During my attendance at KM World's KM Summit meeting in 1998, I was rather surprised at the apparent level of confusion surrounding the definition of KM. This article is written in an attempt to dispel some of this confusion.
Based on conversations and the perspectives expressed by the participants, I decided that rather than attempt to provide a short succinct definition of knowledge management, I would define it in terms of the set of interactions that comprise it. In other words, if you look at a set of interactions, you know that knowledge management is occurring if certain requirements are met. What follows, therefore, is a description of the process interactions associated with knowledge management. As it turns out, this allows the description to be completely technology independent, while at the same time providing the underlying technology requirements for an environment that enables knowledge management.
For purposes of this paper, the term "environment" encompasses the hardware and software in use, the people with whom one interacts (either directly or online), the knowledge base, and the whole set of interactions between these components. It is these interactions which set the stage for defining knowledge management.
We begin with an individual, me for example, and a situation I wish to change. The situation may be a problem or it may be a future state I wish to create. Either way, whether there is a problem to solve or not, there is a gap between the current state of affairs and the desired state of affairs.
In addressing this situation, I must interact with an environment which will assist me in developing an appropriate approach for attaining the desired future state. This leads directly to the first interaction requirement for knowledge management.
Interaction Requirement # 1: There must be a motivation for me to interact with the environment to address the situation. As such, I must believe that the interaction will result in my receiving greater value than my inaction. This value may be that the interaction results in the development of an approach that saves time, improves the quality of a product or service, or provides some other perceived value that I wouldn't accrue if I chose not to interact with the environment.

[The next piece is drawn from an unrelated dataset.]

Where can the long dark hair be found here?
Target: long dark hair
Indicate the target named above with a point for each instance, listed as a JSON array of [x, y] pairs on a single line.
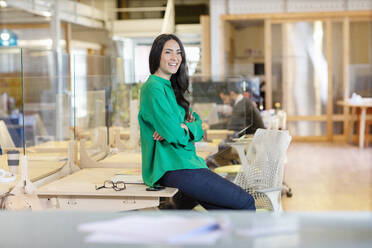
[[179, 80]]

It is also considered essential that the environment itself continuously evolves over time so that it is able to provide more appropriate or expansive guidance in the future. This perspective essentially dictates another interaction requirement, this one in the area of evaluation and feedback.
Interaction Requirement # 2: Interaction with the environment must be such that I am motivated to evaluate the approaches I access and provide feedback. (For example, was a recommended approach clear and easy to follow? Was it too vague?) This feedback will act as a foundation for the continued evolution of the environment as approaches are modified in response to feedback.
The approach I seek may not already exist within the environment. This leads directly to the third interaction requirement, one regarding situation capture and resolution.
Interaction Requirement # 3: Interactions with the environment must motivate individuals to define to the environment situations for which approaches do not currently exist.
The environment's continuous collection of situations for which approaches are desired leads to another requirement.
Interaction Requirement # 4: The environment must deliver value to those who interact with it and individuals must contribute approaches for situations that do not yet have them. The environment must facilitate the development and delivery of these approaches in an acceptable time frame.
In conjunction with the preceding requirements, there is an underlying realization that "you can't be all things to all people." This leads to the following requirement, which is actually the most appropriate place to begin when designing the environment.
Interaction Requirement # 5: The specific set of situations the knowledge base is intended to support (it's domain), must be explicitly defined.
If the domain is ill-defined or too broad, it will make it impossible to deliver on the intent . This will essentially end in the failure of the intent as individual expectations will not be met, and individuals will shy away from interacting with the environment. My advice would be to determine the smallest valuable domain which will deliver value to some community, develop it, and then grow the applicability of the domain over time.
My response to the question, "What is knowledge management?" now takes the form of:
"Knowledge Management consists of all the activities required to
develop, maintain, and evolve the environment described above,
and support its interaction with people."